Natalie Davis earns our gratitude for drawing attention to the centrality of the gift mode in sixteenth-century France and for exploring many of the nuances of behavior and relationship which it involved. But she offers disappointingly little in the way of a conclusion. Like so many other essays in ethnography, The Gift in Sixteenth-Century France presents a static snapshot rather than a moving picture. We are left to surmise how and why the gift mode subsequently contracted in some spheres and expanded in others.

Yet Davis’s brief allusions to the Marshall Plan, political “corruption” in the form of payoffs, and the grants made by academic foundations remind us that gift exchange has remained a prominent feature of the twentieth century. Indeed it has recently been powerfully argued that, in some respects, reciprocity has even extended its sway as a consequence of economic growth.8 Gift exchange is fundamental within the household and between the generations. It permeates the marketplace, where personal “bonding” between buyer and seller is held to be a crucial element of good salesmanship; and it can be found wherever people work in small groups or face to face.

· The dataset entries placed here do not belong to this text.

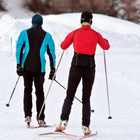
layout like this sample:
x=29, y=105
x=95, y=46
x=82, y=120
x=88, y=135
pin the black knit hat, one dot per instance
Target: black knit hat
x=86, y=17
x=37, y=19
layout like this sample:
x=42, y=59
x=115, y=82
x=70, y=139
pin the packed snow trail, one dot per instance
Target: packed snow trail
x=123, y=80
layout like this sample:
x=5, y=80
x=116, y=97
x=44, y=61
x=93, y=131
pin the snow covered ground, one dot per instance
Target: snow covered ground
x=123, y=66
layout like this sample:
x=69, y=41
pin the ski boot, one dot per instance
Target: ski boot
x=86, y=130
x=62, y=126
x=41, y=123
x=28, y=120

Not all modern giving is based on reciprocity. Appeals to citizens to give blood, or bequeath their bodily organs, or support human rights in other countries, or subscribe to the relief of some distant disaster depend upon the concept of the absolutely free gift, anonymous and with no possibility of reciprocity. That concept developed in tandem with the emergence of the amorality of the market, with which it contrasts. It was wholly alien to Marcel Mauss’s “archaic” societies, where generosity and self-interest were hopelessly entangled.9

Yet even the utterly gratuitous gift is never wholly without some return, even if it is only the inner glow of satisfaction which it bestows on the donor. The aid given by the West to third world countries is far from disinterested; and so is much of the work of the not-for-profit sector. Those in receipt of charity, whether earthquake victims or inhabitants of a third world country, are seldom left without some feeling of obligation, even if it is only one of resentment. Mauss was right. The completely free lunch continues to elude us.